Overclocking the 9900K is very similar to any other Coffee Lake CPU although depending on boards you use the options can vary wildly. One thing to note is that much like the 8086K which was really kind of pushed to its limit there’s not alto of headroom left on these chips. Add to that even though the solder TIM or STIM as Intel has labeled it, the chips still run quite hot when pushing them. Its simple physics, they stuffed two more cores into this small package so its 25% more chip to cool vs an 8700K and yes the TDP is 95W but that’s at the base clock. When we watched turbo take effect we saw power draw for the CPU swing up to the 160W range which as I’m sure you can imagine generates some serious heat.
We were able to get a fully stable 5.1GHz clock at 1.365VCore, however, the benefits were marginal at best as enabling MCE or Multi-Core enhancement or Enhanced Turbo or however it may be referenced depending on your board will run up to 5GHz on all cores anyways or close to it.
I am hoping future BIOS revisions and microcode updates can ease things up a bit and optimize capabilities as even with my 360mm AIO while it was not throttling it was taking north of 1.4V to get stable at 5.2GHz and while it may be in the ballpark of what’s considered reasonable I just don’t feel I would want to pump that much voltage all the time for a meager 100MHz gain.

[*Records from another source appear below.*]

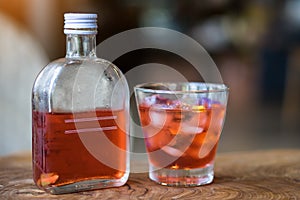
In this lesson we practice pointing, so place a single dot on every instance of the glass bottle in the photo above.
(80, 116)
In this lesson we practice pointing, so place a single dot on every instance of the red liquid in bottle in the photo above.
(61, 157)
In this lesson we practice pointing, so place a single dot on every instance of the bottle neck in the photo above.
(81, 46)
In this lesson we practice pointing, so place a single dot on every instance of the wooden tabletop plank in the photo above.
(272, 174)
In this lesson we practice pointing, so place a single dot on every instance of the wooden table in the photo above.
(272, 174)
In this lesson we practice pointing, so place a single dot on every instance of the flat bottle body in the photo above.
(80, 126)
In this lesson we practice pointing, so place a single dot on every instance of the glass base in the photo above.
(182, 177)
(87, 185)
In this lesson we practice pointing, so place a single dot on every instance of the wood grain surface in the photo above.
(272, 174)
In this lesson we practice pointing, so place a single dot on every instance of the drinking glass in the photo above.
(181, 123)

Here you can see that with the overshoot by LVL 5 LLC I was playing a bit with voltage and offsets and was fully stable at 1.365-1.38VCore for all core 5.1GHz.
ASUS does have a new AI Overclocking utility within the BIOS that uses learning based on stress testing and quick adjustments based on presets from what the ASUS engineering team has learned form binning multiple chips which can reach really close to your overclock you may spend a significant amount of time setting up yourself. I did test it and it got to the same overclock I did albeit it padded the voltage a bit more than I needed at .015V over what I actually needed for full stability. This is likely due to the fact that they have to account for worst case silicon quality as well which means you always get a small overshoot depending on your chip quality.

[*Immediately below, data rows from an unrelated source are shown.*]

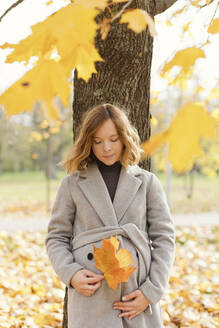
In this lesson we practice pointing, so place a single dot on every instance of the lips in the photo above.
(108, 156)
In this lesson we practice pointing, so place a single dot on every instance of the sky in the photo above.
(16, 26)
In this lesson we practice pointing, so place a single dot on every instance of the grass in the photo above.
(31, 187)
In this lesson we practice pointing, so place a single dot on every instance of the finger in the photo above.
(130, 296)
(125, 314)
(93, 280)
(134, 315)
(93, 275)
(124, 306)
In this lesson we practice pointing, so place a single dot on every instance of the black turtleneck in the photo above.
(110, 174)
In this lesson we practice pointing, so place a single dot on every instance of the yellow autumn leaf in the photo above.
(70, 32)
(199, 89)
(105, 28)
(42, 83)
(214, 94)
(36, 136)
(54, 130)
(114, 263)
(154, 121)
(185, 59)
(100, 4)
(184, 134)
(69, 27)
(44, 124)
(34, 156)
(215, 114)
(155, 142)
(214, 27)
(179, 11)
(137, 20)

For Thermals the 9900K is an interesting animal as it can get really hot really fast. then again we are packing more cores onto the already toasty 8700k in essence right?
Our thermal results when testing with MCE disabled was well manageable,
We test with a real-world load by running large video encodes in succession to fully burn in the CPU. We do not use artificial stress tests such as Prime95 or IBT as those are simply not indicative of a real-world loading scenario and can also potentially hard hardware due to overdrawing components and potential thermal overrun.
Now as you can see even with MCE enabled fully it tops out at 4.8G on all cores which are well manageable although I will state again that MCE tends to take the worst case scenario route and pushes more voltage than you need in reality. This means higher overall thermals but these were well managed by the Asetek 360mm AIO. One thing worth noting is that manual overclock which simply does not give much fruit for your efforts here (at least yet) are almost not worth it as you are pushing more potential volts and heat for what I would consider marginal gains when enabling MCE does the job and stays within a predefined voltage curve somewhat specified by Intel.
It is also worth noting that if you have a weaker cooler or are air cooling I could see thermal overrun scenarios hitting much quicker and I will be testing that more as I test more boards.
The power consumption of the 9900K goes from mild to wild with values ranging from 11.25W at idle to 260W+ (For the CPU alone) when pushed on the ASUS board.
Here as you can see, the power consumption can get pretty high which also explains the temp ramping in lockstep. Imagine if you are doing AVX loading that wattage wil raise by close to 30-40W in my experience.